Cette île à l'Ouest de North Blue qui l'avait vu grandir, et qu'il avait abandonné pour rejoindre la Marine, pour finalement se barrer en chemin. Il ne savait pas pourquoi il était si amer à ce propos. Ça n'avait pas marché pour lui, son cœur lui avait sonné de s'en aller et il l'avait fait, tout simplement. Pourtant, il avait l'impression de rater quelque chose, que c'était pas les seules raisons. Et bordel ce que ça l'énervait.

Sa vie de déserteur honnête commençait maintenant, et la première étape était de faire quelque chose qu'il n'avait pas fait depuis bien trop longtemps et qui le titillait depuis quelques temps.

« Hé, salut !

Je sais pas du tout comment commencer cette lettre, du coup je vais passer tout ça.

Je vais aussi passer les excuses, je suis sûr que tu comprends que j'ai été très occupé avec tout le boulot qu'on me refilait à la Marine, et que du coup j'ai pas pu t'écrire ces derniers mois.

Marine que j'ai quitté d'ailleurs. Une bien drôle d'histoire.

Y'a pas grand-chose à dire là-dessus, sache juste que moi ça va. J'ai pas vraiment de plan d'avenir, voir de plan du tout, mais je compte pas non plus rentrer à la maison. Je me cherche toujours. Je sais que tu peux pas répondre, mais t'énerve pas s'il te plaît, j'essaierai de t'écrire plus souvent. Je VAIS t'écrire plus souvent.

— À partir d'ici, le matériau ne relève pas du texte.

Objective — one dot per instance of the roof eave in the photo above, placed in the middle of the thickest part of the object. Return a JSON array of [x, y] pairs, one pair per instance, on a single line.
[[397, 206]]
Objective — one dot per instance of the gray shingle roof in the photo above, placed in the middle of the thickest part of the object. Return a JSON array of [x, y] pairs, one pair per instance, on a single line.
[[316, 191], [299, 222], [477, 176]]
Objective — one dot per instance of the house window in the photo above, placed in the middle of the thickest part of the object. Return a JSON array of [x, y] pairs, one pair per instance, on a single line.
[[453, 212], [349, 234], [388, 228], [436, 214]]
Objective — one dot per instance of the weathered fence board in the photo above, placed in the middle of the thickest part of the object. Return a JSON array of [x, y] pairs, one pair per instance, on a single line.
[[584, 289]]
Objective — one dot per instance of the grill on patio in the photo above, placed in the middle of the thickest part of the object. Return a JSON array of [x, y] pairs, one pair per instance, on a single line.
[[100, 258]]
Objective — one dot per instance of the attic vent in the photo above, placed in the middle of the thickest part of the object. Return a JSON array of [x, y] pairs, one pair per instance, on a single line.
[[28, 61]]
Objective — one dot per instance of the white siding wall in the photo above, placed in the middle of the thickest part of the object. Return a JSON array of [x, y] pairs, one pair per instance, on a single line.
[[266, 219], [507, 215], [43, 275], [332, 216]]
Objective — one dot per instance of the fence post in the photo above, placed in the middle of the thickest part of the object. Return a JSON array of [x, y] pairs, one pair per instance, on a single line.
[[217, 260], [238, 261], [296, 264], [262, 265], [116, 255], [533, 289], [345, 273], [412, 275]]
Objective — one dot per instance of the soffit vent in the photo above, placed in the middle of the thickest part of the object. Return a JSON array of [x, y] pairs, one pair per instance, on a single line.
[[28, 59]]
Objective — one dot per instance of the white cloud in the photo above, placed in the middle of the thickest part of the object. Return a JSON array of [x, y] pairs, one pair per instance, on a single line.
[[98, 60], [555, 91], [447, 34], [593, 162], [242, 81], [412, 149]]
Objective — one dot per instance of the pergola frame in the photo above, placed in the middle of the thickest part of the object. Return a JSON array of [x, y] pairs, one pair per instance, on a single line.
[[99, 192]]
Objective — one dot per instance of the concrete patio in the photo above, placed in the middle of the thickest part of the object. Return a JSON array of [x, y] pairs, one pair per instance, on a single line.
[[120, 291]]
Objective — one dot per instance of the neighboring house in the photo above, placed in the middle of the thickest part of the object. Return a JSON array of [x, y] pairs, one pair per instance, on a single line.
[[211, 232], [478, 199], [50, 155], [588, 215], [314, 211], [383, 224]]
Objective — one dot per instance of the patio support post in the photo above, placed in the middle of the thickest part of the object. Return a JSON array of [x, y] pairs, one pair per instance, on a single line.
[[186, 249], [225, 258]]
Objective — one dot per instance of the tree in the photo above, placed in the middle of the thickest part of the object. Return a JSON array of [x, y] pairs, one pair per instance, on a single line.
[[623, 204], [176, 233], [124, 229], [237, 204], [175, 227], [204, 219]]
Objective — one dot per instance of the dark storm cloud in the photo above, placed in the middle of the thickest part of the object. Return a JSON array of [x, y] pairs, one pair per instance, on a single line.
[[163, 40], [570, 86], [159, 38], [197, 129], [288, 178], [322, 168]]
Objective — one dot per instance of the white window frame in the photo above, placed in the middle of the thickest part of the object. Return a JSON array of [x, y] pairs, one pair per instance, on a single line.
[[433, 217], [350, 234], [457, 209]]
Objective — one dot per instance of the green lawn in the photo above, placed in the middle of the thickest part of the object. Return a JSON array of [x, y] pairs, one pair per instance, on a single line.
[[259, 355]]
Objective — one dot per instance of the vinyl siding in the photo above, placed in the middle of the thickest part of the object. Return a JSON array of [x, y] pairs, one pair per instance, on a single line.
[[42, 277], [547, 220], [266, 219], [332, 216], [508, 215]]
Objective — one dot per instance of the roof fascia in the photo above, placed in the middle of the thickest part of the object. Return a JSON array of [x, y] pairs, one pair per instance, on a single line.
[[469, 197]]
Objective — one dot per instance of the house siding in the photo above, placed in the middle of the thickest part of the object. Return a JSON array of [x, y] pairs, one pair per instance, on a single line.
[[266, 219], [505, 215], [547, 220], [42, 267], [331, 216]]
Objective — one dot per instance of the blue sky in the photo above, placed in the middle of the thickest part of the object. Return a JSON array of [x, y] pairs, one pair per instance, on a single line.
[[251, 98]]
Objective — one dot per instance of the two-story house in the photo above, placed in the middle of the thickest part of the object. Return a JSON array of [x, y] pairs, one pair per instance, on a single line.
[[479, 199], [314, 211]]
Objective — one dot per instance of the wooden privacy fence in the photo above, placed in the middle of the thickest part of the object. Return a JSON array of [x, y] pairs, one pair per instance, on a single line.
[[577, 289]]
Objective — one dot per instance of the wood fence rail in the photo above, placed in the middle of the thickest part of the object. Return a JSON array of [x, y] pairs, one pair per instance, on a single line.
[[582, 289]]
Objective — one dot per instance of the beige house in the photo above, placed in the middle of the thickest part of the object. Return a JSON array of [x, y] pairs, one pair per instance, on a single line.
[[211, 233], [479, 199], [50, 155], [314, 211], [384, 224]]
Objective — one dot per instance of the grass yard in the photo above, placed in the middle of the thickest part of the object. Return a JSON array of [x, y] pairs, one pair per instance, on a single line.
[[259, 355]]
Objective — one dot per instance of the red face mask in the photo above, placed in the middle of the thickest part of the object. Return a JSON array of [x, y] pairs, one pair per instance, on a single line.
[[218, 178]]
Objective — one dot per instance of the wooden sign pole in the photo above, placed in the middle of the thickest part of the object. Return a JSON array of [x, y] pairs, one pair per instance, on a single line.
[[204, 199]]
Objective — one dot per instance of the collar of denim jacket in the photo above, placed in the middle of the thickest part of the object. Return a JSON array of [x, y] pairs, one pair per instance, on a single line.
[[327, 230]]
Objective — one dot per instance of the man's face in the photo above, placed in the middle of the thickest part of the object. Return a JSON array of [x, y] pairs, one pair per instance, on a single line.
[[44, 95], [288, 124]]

Ton frère qui n'est pas décédé ces derniers mois,

Arnel »

Le jeune homme posa machinalement sa plume à même le sol, dans la poussière où figurait déjà sa sacoche et le reste de ses affaires, l'encre coulant en petite cascade dans la terre. Il ne put réprimer une grimace de dégoût à la vue du petit morceau de papier sali et de son écriture aléatoire. Il tenta de lui rendre son aspect lisse et propre d'origine d'un revers de la main mais ne réussit qu'à le ternir encore plus et se teindre les doigts d'un noir profond. « Tant pis, pensa-t-il, au moins ça rassurera la famille »

La seconde étape, plus difficile, était de trouver du travail sur les îles alentours, et qui sait, un vrai bateau qui pourrait l'emmener où ses désirs de liberté le porterait ?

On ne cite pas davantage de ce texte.